Like any drug discovery company, it will take years for Adimab to truly prove itself. The early years were about proving the technology can yield a large number of promising drug candidates against various targets the partners chose. It needed to show it could deliver the antibodies quickly, and that they had the right binding characteristics to give them a shot in clinical trials. But partners will only remain interested as long as some of those candidates get validated by successful clinical trials.
Adimab is still too early in this game to show that kind of proof to its partners, although one partner is approaching that stage this year. Cambridge, MA-based Merrimack Pharmaceuticals (NASDAQ: MACK) used the Adimab discovery platform to come up with three distinct antibodies that bind with different regions, known as epitopes, found on the EGFR receptor. Cancer researchers know that target well, because of Eli Lilly’s success with cetuximab (Erbitux), as a treatment for colorectal cancer. Merrimack’s notion is that three antibodies in a mixture called MM-151 could provide a more comprehensive blockade of the target, more effectively stopping the cancer’s ability to resist the existing antibody drug.
Antibody technology has been racing ahead the last few years, and Adimab has sought to keep itself in the mix for discovering variations on the theme, Gerngross says. While some in the industry want to make mixtures of antibodies like Merrimack, others are hotter for “bispecific” antibodies in which a single genetically engineered protein can bind with two different molecular targets instead of just one. Many other companies are keen to develop souped-up antibodies, known as antibody-drug conjugates, so Adimab formed a collaboration with Cambridge, MA-based Mersana Therapeutics to help it link antibodies to potent toxins. Although Seattle Genetics (NASDAQ: SGEN) and Waltham, MA-based ImmunoGen (NASDAQ: IMGN) are the established leaders in antibody-drug conjugate technology, with long lists of licensing partners, Gerngross insists Adimab can hold its own in the discovery of all different kinds of antibodies.
“If you want something antibody or antibody-related, we are more and more becoming the one-stop shop,” Gerngross says.

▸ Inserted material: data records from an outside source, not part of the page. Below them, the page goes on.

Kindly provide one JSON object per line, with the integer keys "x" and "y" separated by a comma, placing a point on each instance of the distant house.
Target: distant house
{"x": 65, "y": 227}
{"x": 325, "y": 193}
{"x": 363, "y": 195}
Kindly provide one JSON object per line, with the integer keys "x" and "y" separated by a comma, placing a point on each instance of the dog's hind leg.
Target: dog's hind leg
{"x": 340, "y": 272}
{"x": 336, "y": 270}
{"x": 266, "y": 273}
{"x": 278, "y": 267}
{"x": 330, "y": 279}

If Adimab can deliver on that, and it plays its cards right, it could end up being that rarest of birds—a profitable, independent, private biotech company in which the founders and employees control their own destiny. The VCs might leave the picture altogether after 10 years or so, Gerngross says. It’s possible to entertain that idea, he says, because Adimab’s founders and employees still retain about half of the ownership of the company, making a management-led buyout a possibility.

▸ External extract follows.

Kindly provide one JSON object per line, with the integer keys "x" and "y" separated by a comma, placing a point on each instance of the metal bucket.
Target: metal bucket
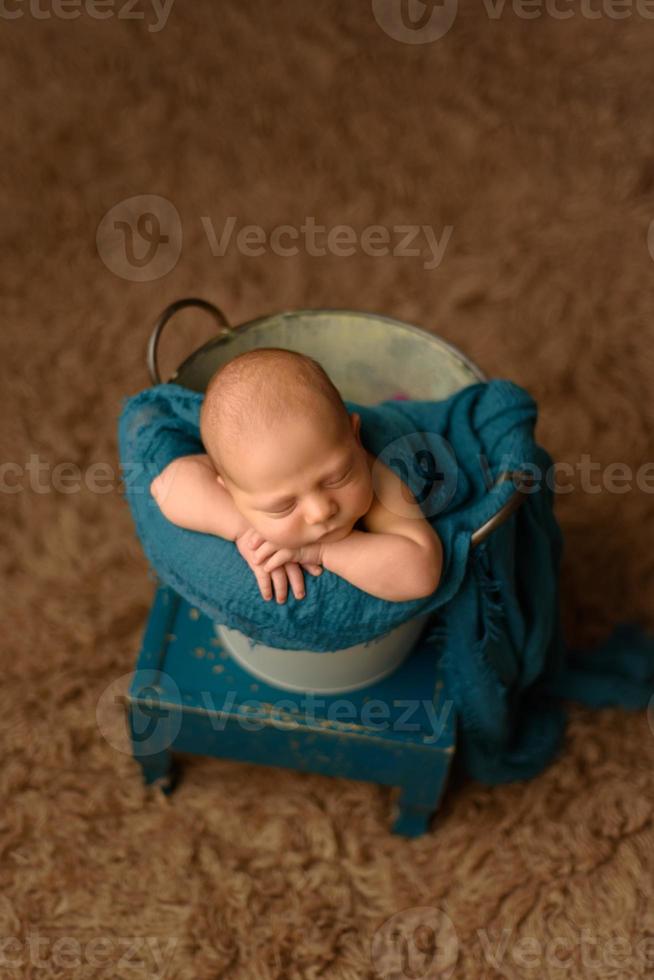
{"x": 370, "y": 358}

When asked how long he might want to run this show, Gerngross wouldn’t really say. Two years ago, he co-founded an Austria-based company, Arsanis, that seeks to develop its own antibody drugs for infectious disease. But most of his time and attention remains directed to the discovery of antibodies, leaving the long-term drug development to others. He seems happy to leave the impression that he might enjoy running a private, employee owned, profitable biotech company for a long time.
“Adimab’s a great company,” he says. “I have no other plans.”